Review Board 1.7.22


Heartbeat timeout in Windows does not lead to timely reconnect

Review Request #4383 - Created March 16, 2012 and updated

Cliff Jansen
QPID-3759
Reviewers
qpid
astitcher, chug, shuston, tross
qpid
The cause of the hang was an outstanding read side completion when the AsynchIO object in charge of the socket was in the queuedClose state.

The completion handler drains outstanding async requests before closing the socket.  Since the cable had been pulled, the async read would never complete until Windows gave up on the socket altogether (some time much later).

This patch remembers the last aio read and will cancel it  if in the queuedClose state before blocking again.



Aside from the basic description from the Jira, I also removed an unused test for restartRead, which doesn't change the logic of the section, but may indicate an intention that wasn't fully coded or something left over from a previous change.
qpid-perftest, qpid-send, qpid-receive, cable pulls, broker pause/resumes
Review request changed
Updated (April 19, 2012, 6:52 a.m.)
Load tests over a period of time reveal a threading bug when closing a connection.

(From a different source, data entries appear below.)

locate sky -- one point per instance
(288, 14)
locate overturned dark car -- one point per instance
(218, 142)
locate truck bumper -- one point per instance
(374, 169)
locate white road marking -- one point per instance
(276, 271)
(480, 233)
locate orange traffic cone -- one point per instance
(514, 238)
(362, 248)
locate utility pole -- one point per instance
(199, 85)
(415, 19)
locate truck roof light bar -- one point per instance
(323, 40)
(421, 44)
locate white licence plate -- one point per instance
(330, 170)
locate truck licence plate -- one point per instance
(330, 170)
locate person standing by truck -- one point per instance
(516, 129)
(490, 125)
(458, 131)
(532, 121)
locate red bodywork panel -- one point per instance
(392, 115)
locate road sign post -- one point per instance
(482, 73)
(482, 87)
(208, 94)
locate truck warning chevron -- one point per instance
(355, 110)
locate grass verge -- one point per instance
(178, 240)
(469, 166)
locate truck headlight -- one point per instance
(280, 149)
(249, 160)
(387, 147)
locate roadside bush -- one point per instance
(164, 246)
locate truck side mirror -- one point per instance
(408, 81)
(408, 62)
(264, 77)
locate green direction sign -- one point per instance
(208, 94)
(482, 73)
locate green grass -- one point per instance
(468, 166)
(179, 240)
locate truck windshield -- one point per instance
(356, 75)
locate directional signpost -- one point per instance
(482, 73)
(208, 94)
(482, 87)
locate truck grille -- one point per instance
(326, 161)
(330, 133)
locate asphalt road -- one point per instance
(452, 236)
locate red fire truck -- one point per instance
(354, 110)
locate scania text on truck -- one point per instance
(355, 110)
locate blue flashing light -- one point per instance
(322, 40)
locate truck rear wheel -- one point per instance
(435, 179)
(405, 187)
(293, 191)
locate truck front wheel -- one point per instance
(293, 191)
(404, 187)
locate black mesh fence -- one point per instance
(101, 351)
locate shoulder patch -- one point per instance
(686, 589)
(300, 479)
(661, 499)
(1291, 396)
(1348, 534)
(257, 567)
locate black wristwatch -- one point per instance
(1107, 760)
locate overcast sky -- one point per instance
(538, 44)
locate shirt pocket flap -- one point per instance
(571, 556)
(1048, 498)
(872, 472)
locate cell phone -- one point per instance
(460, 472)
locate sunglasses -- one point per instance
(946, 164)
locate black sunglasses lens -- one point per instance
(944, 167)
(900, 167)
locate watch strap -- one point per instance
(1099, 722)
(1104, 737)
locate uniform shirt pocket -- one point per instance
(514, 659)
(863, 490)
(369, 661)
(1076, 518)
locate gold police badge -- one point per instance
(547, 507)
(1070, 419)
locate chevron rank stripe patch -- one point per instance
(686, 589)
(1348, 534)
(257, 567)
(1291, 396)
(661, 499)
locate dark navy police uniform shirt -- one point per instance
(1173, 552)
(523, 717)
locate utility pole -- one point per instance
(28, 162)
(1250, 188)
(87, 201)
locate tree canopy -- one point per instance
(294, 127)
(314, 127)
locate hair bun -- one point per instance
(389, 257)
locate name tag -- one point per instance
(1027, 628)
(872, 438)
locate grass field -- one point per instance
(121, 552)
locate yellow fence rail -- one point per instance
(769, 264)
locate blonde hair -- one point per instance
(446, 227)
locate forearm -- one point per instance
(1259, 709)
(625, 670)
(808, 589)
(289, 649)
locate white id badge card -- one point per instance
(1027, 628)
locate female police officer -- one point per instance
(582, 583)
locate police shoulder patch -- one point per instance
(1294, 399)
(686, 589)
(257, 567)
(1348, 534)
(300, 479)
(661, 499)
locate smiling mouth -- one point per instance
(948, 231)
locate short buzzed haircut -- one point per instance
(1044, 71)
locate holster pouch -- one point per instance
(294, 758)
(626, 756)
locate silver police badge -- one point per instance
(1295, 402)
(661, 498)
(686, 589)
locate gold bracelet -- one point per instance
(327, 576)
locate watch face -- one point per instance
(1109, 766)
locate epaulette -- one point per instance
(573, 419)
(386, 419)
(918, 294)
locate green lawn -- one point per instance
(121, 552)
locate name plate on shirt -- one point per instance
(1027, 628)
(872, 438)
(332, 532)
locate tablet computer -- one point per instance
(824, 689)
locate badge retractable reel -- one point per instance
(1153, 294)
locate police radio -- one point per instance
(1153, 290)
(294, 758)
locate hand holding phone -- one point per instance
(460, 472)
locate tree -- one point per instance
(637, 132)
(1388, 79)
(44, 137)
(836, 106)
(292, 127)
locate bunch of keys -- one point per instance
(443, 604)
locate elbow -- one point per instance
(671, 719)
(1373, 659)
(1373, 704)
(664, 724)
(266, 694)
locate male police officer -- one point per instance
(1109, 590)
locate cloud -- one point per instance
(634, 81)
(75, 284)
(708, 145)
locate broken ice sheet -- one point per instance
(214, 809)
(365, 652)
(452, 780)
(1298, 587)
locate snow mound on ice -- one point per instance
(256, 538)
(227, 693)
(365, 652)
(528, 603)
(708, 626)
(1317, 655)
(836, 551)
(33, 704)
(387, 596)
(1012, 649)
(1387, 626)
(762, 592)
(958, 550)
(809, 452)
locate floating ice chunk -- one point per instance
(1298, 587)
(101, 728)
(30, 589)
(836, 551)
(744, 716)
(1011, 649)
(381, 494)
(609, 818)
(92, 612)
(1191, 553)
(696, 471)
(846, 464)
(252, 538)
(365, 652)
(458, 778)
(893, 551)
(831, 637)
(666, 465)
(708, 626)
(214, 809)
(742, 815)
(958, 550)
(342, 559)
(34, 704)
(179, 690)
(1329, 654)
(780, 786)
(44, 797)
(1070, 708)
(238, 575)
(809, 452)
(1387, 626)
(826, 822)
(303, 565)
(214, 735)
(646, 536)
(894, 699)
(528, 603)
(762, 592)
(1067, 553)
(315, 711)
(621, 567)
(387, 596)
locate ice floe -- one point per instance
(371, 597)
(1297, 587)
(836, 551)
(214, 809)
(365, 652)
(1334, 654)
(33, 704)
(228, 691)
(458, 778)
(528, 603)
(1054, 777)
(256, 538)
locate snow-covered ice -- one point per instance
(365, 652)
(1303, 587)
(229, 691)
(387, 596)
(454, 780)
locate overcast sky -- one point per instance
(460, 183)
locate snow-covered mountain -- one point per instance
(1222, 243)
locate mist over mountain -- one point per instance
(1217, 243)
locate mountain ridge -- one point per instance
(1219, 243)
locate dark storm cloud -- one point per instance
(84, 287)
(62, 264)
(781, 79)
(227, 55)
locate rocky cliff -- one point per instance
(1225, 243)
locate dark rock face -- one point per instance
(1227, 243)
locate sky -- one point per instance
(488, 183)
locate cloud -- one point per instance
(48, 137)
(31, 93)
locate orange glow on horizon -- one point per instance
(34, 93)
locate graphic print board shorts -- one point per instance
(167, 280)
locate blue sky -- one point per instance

The testing for opsInprogress == 0 and the states of queuedDelete and queuedClose occurs outside the lock.  If an IO thread suspends right after releasing the lock (opsInProgress == 1) and resumes some time later, when another IO thread has decremented opsInProgress to zero, both threads will conclude that they are the last IO completion.  This results variously in double deletes of the underlying socket or the AsynchIO object itself.

This patch moves the test inside the lock.

It also uses the same lock to protect the setting of either queuedDelete or queuedClose and the handoff (if any) to the IO thread.  This has the effect of adding two additional locks over the life of the connection, but should have no effect on throughput or latency.
Ship it!
Posted (April 20, 2012, 1:50 p.m.)
I spun up VS2008 and VS2010, x86 and x64, debug and release versions of the C++ and .NET binding tools and ran 10's of thousands of these executables against each other with no problem. Previous versions of tests built with patches on this review (on 64-bit Server 2008 R2 Datacenter) usually showed some executable failures before this many executions.